Polémiques et Islam : témoignage d’une étudiante voilée

Polémiques et Islam : témoignage d’une étudiante voilée

Majda OUJANA

Le 14 octobre 2019, un document destiné à repérer les signaux faibles de radicalisation a circulé dans les locaux de l’Université de Cergy-Pontoise et a provoqué de vives réactions, parmi eux : le port du voile. Au lendemain de la marche contre l’islamophobie du 10 novembre 2019, et après une multitude de polémiques à l’égard des musulmans de France, des voix s’élèvent pour dénoncer la prise à partie d’une part des citoyens français. Nous avons décidé de donner la parole aux principales concernées : les femmes voilées étudiantes. 

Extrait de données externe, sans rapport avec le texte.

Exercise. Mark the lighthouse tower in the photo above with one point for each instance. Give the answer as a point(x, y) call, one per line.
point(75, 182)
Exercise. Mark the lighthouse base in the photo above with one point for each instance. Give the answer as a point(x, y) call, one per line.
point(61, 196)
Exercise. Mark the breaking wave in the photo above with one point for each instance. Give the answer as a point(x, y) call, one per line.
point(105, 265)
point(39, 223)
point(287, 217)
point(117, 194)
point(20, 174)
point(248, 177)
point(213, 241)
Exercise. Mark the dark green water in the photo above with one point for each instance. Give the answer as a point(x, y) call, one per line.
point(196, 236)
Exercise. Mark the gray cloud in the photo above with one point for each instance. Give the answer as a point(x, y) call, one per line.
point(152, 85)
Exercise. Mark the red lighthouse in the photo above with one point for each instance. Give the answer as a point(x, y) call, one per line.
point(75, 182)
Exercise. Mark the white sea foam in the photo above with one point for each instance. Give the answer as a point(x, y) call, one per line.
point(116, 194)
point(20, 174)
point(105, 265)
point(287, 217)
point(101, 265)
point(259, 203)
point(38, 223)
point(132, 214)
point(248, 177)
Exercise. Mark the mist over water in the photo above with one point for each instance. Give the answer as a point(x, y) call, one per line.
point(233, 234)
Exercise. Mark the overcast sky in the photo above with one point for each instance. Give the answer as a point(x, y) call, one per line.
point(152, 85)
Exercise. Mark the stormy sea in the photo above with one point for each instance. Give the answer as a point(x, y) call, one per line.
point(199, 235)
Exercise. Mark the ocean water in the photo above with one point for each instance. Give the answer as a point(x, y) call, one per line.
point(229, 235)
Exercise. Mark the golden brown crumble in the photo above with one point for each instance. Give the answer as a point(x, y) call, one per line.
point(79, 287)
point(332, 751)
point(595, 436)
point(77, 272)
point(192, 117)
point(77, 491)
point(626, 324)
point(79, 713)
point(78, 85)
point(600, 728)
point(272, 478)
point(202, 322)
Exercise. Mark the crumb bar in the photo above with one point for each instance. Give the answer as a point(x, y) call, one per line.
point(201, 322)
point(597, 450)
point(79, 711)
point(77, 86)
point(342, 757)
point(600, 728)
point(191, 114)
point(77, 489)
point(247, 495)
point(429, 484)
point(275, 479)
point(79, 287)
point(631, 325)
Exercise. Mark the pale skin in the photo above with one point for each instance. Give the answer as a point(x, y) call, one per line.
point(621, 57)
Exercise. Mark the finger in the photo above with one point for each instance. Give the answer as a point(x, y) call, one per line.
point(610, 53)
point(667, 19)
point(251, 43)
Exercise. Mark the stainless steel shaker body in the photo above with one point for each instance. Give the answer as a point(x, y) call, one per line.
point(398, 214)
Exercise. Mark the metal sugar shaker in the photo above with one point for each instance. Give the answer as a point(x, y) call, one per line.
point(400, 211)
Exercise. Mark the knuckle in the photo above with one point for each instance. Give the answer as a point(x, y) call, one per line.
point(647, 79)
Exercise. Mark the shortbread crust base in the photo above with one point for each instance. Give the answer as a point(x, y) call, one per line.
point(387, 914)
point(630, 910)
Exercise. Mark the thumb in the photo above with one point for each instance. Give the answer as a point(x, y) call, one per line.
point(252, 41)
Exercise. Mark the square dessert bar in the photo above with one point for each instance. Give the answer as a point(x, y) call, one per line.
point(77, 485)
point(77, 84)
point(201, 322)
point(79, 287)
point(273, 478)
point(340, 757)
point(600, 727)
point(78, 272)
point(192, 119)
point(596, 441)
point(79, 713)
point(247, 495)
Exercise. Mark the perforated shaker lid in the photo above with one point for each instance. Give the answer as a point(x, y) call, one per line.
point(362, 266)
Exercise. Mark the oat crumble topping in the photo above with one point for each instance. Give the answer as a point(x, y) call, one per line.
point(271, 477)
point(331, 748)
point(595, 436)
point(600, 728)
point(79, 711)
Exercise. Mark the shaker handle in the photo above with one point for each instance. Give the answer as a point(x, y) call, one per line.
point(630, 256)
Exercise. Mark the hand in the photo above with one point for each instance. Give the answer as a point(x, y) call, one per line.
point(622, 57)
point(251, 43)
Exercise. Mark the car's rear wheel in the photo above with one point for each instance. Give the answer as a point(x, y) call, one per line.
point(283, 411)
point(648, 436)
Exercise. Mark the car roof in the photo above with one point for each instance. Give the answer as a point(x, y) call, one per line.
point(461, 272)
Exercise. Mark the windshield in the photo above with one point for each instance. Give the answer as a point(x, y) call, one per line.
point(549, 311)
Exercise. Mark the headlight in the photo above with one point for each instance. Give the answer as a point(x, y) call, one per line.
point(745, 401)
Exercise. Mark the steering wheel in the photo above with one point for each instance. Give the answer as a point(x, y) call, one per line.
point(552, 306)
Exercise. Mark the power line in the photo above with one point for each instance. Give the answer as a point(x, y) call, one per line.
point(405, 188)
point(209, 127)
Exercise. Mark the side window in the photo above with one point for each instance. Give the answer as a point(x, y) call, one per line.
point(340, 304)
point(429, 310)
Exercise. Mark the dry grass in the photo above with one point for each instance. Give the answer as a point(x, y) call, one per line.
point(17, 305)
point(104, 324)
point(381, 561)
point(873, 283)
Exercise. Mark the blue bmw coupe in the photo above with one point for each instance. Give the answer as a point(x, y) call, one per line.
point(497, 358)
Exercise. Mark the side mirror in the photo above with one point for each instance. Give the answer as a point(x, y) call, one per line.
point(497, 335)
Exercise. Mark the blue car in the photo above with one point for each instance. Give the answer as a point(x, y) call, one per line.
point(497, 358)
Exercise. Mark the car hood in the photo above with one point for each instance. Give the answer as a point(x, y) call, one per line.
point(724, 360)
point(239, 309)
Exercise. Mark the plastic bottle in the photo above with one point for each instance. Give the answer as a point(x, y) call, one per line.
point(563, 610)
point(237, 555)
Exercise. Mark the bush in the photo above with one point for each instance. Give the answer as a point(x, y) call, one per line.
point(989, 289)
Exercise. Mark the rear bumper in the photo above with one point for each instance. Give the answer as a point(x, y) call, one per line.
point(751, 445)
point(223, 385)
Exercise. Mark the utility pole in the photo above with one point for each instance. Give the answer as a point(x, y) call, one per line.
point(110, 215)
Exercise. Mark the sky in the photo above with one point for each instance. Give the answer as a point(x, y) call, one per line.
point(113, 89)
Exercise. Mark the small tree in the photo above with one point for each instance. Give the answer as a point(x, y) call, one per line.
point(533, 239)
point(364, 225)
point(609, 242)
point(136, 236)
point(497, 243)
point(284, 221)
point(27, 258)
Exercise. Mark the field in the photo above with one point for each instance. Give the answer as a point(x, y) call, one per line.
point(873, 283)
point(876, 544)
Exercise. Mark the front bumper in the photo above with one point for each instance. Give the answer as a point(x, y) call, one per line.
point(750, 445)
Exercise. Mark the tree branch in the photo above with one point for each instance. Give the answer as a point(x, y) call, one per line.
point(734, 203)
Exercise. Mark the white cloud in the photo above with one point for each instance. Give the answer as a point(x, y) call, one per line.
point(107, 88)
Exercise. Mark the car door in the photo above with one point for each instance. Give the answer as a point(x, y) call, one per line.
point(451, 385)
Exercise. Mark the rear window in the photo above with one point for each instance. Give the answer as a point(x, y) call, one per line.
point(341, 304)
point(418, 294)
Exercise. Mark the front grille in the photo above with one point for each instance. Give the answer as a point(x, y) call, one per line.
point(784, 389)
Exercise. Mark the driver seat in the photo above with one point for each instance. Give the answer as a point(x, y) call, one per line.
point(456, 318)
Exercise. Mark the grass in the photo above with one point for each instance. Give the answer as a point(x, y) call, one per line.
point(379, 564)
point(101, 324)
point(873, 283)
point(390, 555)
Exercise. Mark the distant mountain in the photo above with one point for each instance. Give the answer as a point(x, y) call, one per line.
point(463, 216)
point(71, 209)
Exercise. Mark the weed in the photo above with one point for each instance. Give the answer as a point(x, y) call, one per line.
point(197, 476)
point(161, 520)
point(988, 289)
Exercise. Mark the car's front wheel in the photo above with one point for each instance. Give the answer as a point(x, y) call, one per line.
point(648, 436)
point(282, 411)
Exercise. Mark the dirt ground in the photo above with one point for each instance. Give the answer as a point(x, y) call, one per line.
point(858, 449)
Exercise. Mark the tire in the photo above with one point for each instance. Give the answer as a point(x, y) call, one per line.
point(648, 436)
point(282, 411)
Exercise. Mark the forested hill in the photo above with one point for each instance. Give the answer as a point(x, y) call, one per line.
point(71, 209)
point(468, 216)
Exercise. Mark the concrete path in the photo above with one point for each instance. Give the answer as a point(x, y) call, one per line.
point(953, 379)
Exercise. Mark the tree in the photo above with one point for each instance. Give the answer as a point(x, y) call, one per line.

La place du débat dans les milieux éducatifs 

Depuis quelques années, de nombreuses polémiques enflamment les plateaux de télévision. Les étudiants se retrouvent souvent au cœur de ces débats. Myriam Pougetoux en a fait les frais l’année dernière. Cette dirigeante du syndicat de l’UNEF à Paris avait été au cœur d’une polémique, et avait été accusée d’être instrumentalisée par un « Islam politique ». Plus récemment, le ministre de l’Éducation Jean-Michel Blanquer avait réagi quant à l’expulsion d’une jeune femme voilée lors d’une assemblée plénière en Bourgogne Franche-Compté. Le ministre avait alors donné son avis et avancé que « le voile n’était pas souhaitable » dans notre société. De nombreux politiques ont alors suivi le mouvement en attestant qu’il n’était pas normal qu’une mère accompagnatrice puisse porter le voile lors de sorties scolaires. Mina fait partie de ces femmes à qui on ne s’adresse pas pour donner leurs avis sur des polémiques qui la concerne. Elle est étudiante en éco-gestion dans une université d’Ile-de-France, et aspire à travailler dans le contrôle de gestion. Elle porte le voile depuis quelques années et nous explique que « les polémiques sont de plus en plus compliquées à gérer », et craint qu’à force de cibler l’Islam, « des problèmes vis-à-vis de (sa) foi pourrait se produire » 

Quel avenir ? 

Le milieu éducatif n’est pas le seul concerné. En effet, une étude réalisée par la fondation Jean Jaurès datant du 6 novembre 2019 met en lumière que près d’un quart des musulmans ont déjà fait l’objet de discriminations en raison de leur religion à l’occasion d’une recherche d’emploi. Les premières personnes impactées sont bien souvent les jeunes diplômés qui ne parviennent pas à débuter leur carrière. Les femmes voilées sont les plus touchées par ces formes de discriminations. Plus d’une femme musulmane sur cinq indique avoir été traitée défavorablement ou discriminée dans le déroulement de sa carrière en raison de sa religion, selon la fondation Jean Jaurès. Pour certains, le voile est un outil de communautarisme et inférioriserait les femmes. « Ils considèrent que c’est un outil de communautarisme, mais c’est eux qui nous poussent au communautarisme, puisqu’ils refusent de nous embaucher donc on crée nos propres entreprises. Quant à ceux qui parlent de féminisme ou de laïcité, je leur conseille d’apprendre la définition de ces termes » nous confie Mina. 

Les polémiques autour des personnes de confession musulmane, et en particulier autour des femmes voilées n’épargnent pas les étudiants qui sont de plus en plus soucieux quant à la finalité de leurs études. Ils craignent de plus en plus de ne pas pouvoir accéder aux mêmes chances que les autres, compte tenu de leur appartenance religieuse.